The system will return several possible results based on what it has determined about an article:

  • Suspect Source: While this article may or may not be true, this author or site has a very, very, high number of fake articles.
  • Likely Satire, Parody, or Sarcastic: The tone of this article seems to imply sarcasm or parody. As such even if some of the sentiment is true, some of the statements may be false or exaggerated to be funny, or satirical.
  • Click Bait: The article uses a headline that is designed to be bombastic or draw viewers. This often means it is misleading. The contents of the article may or may not be true, but it should be viewed with skepticism.
  • Opinionated/Biased: The author shows substantial bias towards swaying the reader to a particular view. While statements may be true individually, the result is often false by omission.
  • Author fails to be definitive: The author hedges statements such that they aren’t definitive. This could be because the facts are unknown, or there is speculation. It can also be the result of the story being about future events that may not happen.
  • Limited supporting facts: There aren’t enough facts to support the position of the article, or the article is not a factual report. (It may be an editorial, or a press release)

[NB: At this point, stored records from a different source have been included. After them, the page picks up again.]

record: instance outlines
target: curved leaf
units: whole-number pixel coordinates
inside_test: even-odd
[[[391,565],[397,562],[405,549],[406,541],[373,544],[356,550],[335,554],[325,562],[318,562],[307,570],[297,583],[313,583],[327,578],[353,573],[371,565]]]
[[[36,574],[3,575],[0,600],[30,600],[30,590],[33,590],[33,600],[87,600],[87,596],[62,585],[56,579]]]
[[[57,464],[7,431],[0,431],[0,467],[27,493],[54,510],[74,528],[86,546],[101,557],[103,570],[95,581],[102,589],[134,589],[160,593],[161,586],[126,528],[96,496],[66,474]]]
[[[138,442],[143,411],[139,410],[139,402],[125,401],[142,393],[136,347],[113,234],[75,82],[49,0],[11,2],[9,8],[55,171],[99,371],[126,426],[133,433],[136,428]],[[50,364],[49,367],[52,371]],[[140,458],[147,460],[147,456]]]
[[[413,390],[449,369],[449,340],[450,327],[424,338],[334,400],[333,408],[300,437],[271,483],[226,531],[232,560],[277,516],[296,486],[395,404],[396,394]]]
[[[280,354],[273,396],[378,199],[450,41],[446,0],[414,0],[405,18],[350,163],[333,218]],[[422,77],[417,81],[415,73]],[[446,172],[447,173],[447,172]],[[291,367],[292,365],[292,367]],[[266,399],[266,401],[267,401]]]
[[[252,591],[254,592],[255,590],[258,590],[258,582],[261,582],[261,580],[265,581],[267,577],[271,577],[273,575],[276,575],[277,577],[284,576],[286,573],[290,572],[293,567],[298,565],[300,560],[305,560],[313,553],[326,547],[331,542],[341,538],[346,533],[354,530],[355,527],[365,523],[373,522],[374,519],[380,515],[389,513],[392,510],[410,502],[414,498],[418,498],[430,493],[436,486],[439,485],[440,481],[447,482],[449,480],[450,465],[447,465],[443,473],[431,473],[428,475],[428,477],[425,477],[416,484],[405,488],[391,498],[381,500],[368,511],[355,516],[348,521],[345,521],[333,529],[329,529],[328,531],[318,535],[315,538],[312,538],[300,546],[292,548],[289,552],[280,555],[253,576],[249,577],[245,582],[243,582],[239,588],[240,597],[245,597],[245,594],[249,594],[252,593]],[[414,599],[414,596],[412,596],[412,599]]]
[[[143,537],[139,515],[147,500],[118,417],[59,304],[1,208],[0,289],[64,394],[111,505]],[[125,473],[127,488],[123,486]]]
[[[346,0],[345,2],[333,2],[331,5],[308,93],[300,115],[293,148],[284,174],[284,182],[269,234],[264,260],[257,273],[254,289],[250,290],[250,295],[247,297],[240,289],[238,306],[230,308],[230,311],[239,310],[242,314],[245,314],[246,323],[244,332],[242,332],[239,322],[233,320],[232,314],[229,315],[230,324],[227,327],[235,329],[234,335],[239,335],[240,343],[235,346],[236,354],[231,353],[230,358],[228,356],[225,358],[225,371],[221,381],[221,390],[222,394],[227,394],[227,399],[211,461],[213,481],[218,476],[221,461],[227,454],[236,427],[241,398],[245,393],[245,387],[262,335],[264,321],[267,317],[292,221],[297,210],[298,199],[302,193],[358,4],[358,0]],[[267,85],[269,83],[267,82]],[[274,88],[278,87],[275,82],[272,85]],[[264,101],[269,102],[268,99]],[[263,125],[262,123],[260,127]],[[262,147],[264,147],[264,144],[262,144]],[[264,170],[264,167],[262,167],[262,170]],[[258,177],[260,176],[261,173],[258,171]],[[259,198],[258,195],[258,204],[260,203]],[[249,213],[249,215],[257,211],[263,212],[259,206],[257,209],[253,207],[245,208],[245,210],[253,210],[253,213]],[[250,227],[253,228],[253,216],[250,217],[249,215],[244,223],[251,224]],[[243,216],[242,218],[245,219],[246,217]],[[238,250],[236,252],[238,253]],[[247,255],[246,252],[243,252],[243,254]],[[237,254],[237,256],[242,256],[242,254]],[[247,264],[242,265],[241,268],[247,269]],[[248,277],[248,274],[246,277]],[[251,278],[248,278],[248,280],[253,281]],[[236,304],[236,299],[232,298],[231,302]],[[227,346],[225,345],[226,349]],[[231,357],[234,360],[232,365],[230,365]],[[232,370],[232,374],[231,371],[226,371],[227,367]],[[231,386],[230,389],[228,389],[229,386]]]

Based on these and other factors the system assigns a trustworthiness as:

  • Seems Legit: You can likely cite this as a source
  • Consider a more reputable source: While there is no strong indication that this is not trustworthy, it doesn’t appear to be a source you would want to cite. Likely there is a better source for any information contained in this article.
  • Seems Sketchy: Several red flags make this article unstrustworthy.
  • Super Shady: There are quite a few red flags that make this article untrustworthy.
  • Fake News: This article contains so many red flags the system believes there is no chance the article is true.

Is this a Neural Network?

No. To make this work with a Neural Network the network would need to learn English, learn to tell subjective from objective statements, and all of the rules of grammar. That’s far beyond what Neural Networks can do, and even if they could the cost to operate a network of that complexity would be astronomical.

Is it ever wrong?

Yes. Just as humans are fooled by all sorts of things, the AI can be fooled as well. Taking a well written article about the earnings report for a stock and doubling all of the numbers would fool the AI. Just as a human has no way to know the numbers in advance, the AI doesn’t either. The full system can verify that a fact has been reported more than once and from how reputable a source, but the version made available here doesn’t because of the cost associated with doing so.

Why is this better than crowdsourcing?

Crowdsourcing is a democracy, and democracies can be bought. Our AI won’t change its vote for cash. It also can make a decision in a matter of seconds, whereas with crowdsourcing if none of the crowd have visited an article it won’t have a score. (A human can’t read an article as fast as our AI either)

Do you use the domain for determining if an article is fake?

No. While we feel this might increase the accuracy, we also feel this is cheating. Many questionable sites have real news from AP and other syndicators. Those stories are often true. While we don’t want to push traffic to these sites or lend credibility to them, we decided that a per article score was the best option.

Do you keep track of who is the most trustworthy sites?

We will. There are some challenges that to do this we’d need to either analyze all of their articles, or pick a day and analyze all of their articles going forward. Also because some fake news sites get no traffic to their legitimate stories, and lots to their fake stories a simple percentage of stories doesn’t paint an accurate picture. As we start to get data from users we can use popularity to better assess how trustworthy a site is.

Can I license the AI as an API?

Most of the technology for this product is built into the Recognant API available through Mashape/Rapid API. If you want the full API we can make that available. If you want the version with fact checking that is available as well.